Caught Employing Slaves, McDonald’s Promises to Do Better
The dire conditions of fast-food work cause enormous staff turnover, which puts franchisees in a constant search for desperate workers. It’s no wonder that one McDonald’s in England failed to notice that it was employing victims of human trafficking.

A McDonald’s franchise on May 15, 2024, in Minehead, England. (Anna Barclay / Getty Images)
In October 2019, British police arrested a couple who had lured sixteen men from the Czech Republic — all of them struggling with homelessness, drug addiction, or both — with promises of jobs and a new life. Instead they were forced into slavery.
The couple forced the men to work at factories supplying local grocery stores and at a McDonald’s in Caxton, a village just west of Cambridge. When the couple was arrested, laws intended to protect victims’ privacy barred journalists from gathering much information on the case, but a recent BBC investigation has brought new details to light. The investigation makes clear that both the McDonald’s and factory employers either egregiously failed to notice or willfully ignored red flags associated with modern slavery.

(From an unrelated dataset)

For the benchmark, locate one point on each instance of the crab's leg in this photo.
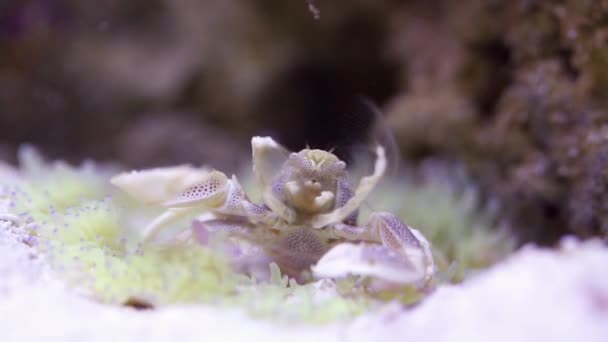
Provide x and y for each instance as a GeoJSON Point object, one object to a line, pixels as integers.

The Czech men spoke little to no English, so another person sat in for interviews and filled out their applications. At the Caxton McDonald’s, nine men worked up to seventy or one hundred hours per week, but had all their wages deposited into a single bank account that none of them controlled. It was four years before the traffickers were arrested, and only then after one of the men called Czech police for assistance.